The Philippine government is to send a high-level delegation to Hong Kong amid increasing public anger there over the deaths of eight citizens in the hijacking of a tourist bus in Manila.

Officials in both Beijing and Hong Kong have expressed concern over the handling of the seizure.

Government offices in Hong Kong are flying flags at half mast and all tours to the Philippines have been cancelled.

The Philippines has declared Wednesday a day of mourning in solidarity.

Philippine presidential spokesman Ricky Carandang has also appealed for calm following reports of apparent retaliatory actions against Filipinos.

"We understand the anger and the dismay over the people of Hong Kong but at the same time, we don't think it's right that our ordinary citizens who had nothing to do with this should be paying the price," he said.

'Can't accept this'

Philippine president Benigno Aquino has promised a "thorough investigation" into Monday's siege, which began when a former police officer, Rolando Mendoza, hijacked the bus carrying tourists in an apparent attempt to get his job back.

Nine passengers were freed in the course of the stand-off, but survivors and experts have criticised the police for being indecisive and slow in their handling of the hijacking.

In the last hour of the siege, police failed in an attempt to board the bus, being forced back by gunfire from the inside of the vehicle.

Almost one hour later, they managed to get on board the bus.
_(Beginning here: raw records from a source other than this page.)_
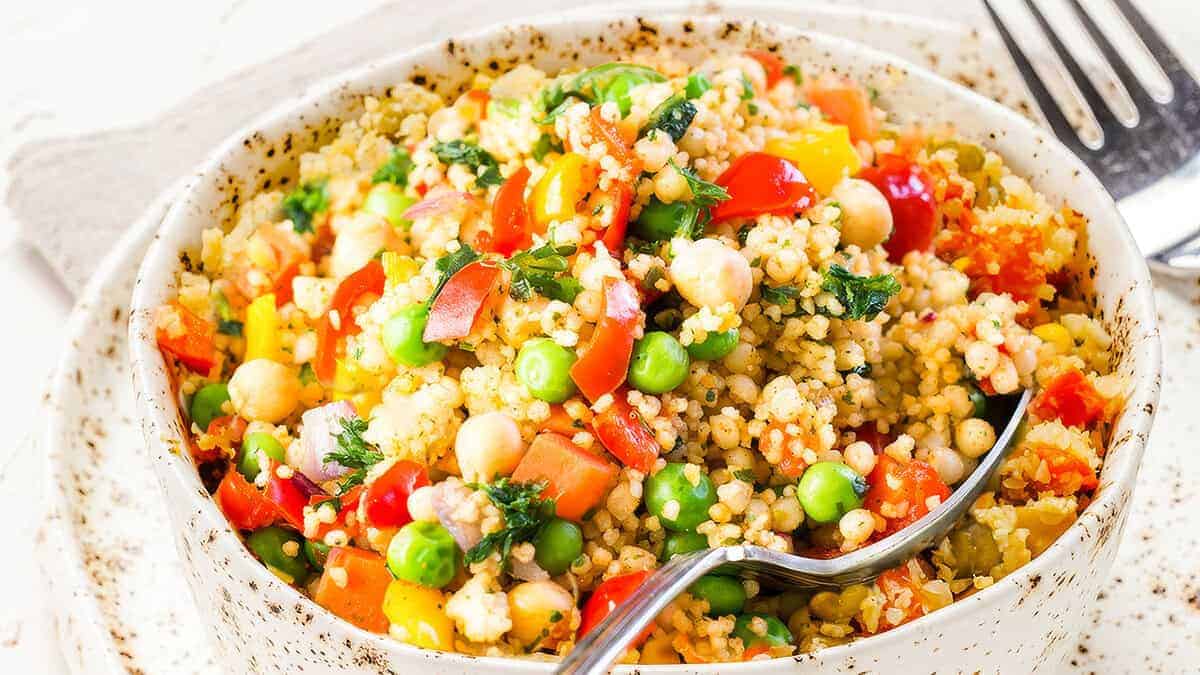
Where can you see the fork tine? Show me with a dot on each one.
(1104, 117)
(1045, 101)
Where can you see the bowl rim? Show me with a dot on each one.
(150, 372)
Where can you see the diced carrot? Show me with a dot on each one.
(353, 586)
(575, 478)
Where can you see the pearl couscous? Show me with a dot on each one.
(491, 360)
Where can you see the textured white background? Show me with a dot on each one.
(75, 66)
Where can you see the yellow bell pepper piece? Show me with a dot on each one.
(822, 151)
(262, 329)
(418, 615)
(559, 190)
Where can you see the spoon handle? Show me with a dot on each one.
(595, 653)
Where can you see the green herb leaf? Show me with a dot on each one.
(523, 511)
(472, 156)
(303, 203)
(863, 297)
(395, 169)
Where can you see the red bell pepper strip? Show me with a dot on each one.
(369, 280)
(771, 64)
(186, 336)
(910, 193)
(462, 303)
(510, 215)
(606, 597)
(385, 501)
(604, 365)
(759, 184)
(243, 503)
(622, 431)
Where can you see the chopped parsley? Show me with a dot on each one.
(471, 155)
(395, 169)
(541, 270)
(863, 297)
(303, 203)
(525, 513)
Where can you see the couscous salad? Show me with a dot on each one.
(481, 365)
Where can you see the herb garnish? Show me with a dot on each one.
(472, 156)
(304, 202)
(863, 297)
(523, 511)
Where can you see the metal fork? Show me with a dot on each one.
(607, 641)
(1149, 160)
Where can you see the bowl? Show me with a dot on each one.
(1025, 621)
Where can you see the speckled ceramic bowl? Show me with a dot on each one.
(1019, 625)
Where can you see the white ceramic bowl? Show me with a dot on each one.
(1024, 622)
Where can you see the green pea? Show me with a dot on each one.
(775, 635)
(725, 595)
(659, 363)
(659, 221)
(557, 544)
(316, 553)
(402, 338)
(390, 202)
(828, 490)
(715, 346)
(273, 545)
(207, 404)
(423, 553)
(693, 500)
(251, 446)
(544, 366)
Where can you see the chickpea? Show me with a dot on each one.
(264, 390)
(865, 214)
(709, 274)
(487, 446)
(540, 610)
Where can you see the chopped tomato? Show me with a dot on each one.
(910, 193)
(759, 184)
(462, 304)
(845, 102)
(901, 493)
(1071, 399)
(604, 365)
(353, 586)
(771, 64)
(575, 478)
(385, 502)
(369, 280)
(510, 215)
(243, 503)
(186, 336)
(606, 597)
(621, 430)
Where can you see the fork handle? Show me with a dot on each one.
(595, 653)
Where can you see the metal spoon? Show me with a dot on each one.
(607, 641)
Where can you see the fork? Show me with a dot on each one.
(1147, 151)
(607, 641)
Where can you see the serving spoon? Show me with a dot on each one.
(609, 640)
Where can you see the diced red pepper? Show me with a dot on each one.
(604, 365)
(186, 336)
(910, 193)
(462, 304)
(385, 501)
(243, 503)
(510, 215)
(759, 184)
(369, 280)
(621, 430)
(606, 597)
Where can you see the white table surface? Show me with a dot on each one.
(72, 66)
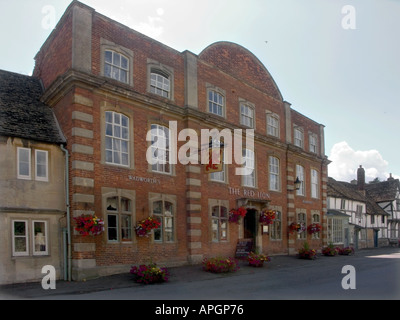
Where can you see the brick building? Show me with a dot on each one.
(109, 85)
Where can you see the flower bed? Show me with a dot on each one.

The gunman was killed, and eight of the 15 passengers still on board were also dead.

"The Philippine government ... I can't accept this. Why did they do this to us?" said one of the survivors, identified as Mrs Leung. Her husband and two daughters were killed and her son is in intensive care.

"[The gunman] did not want to kill us. He only shot us after the negotiations failed," she told Cable News TV.

The police commander in the Philippine capital of Manila, Leocadio Santiago, has admitted that mistakes were made.

"We saw some obvious shortcomings in terms of capability and tactics used, or the procedure employed and we are now going to investigate this," he told a local television station.


Officials in both China and Hong Kong are also seeking answers.

"We demand that the Philippine authorities conduct a detailed and comprehensive investigation on the incident. They must provide a full account to us as soon as possible," Hong Kong Chief Executive Donald Tsang said.

Chinese Foreign Minister Yang Jiechi telephoned his Philippine counterpart, Alberto Romulo, to say China "was appalled" by the murders.

A "black" travel warning has been raised in Hong Kong, which urges all travel to the Philippines to be cancelled and calls on Hong Kong people in the Philippines to leave as soon as possible.

A high-level Philippine delegation headed by Mr Romulo will travel to Hong Kong in the next few days to explain what happened, a Philippine spokesman said.

Susanna Lau, general manager of Hong Thai Travel Services which had organised the tourists' trip, told the BBC that representatives had been sent to Manila to help the victims and their families.

She described police actions as disappointing, saying: "They could have done better to save all the lives, but no, we lost eight lives instead."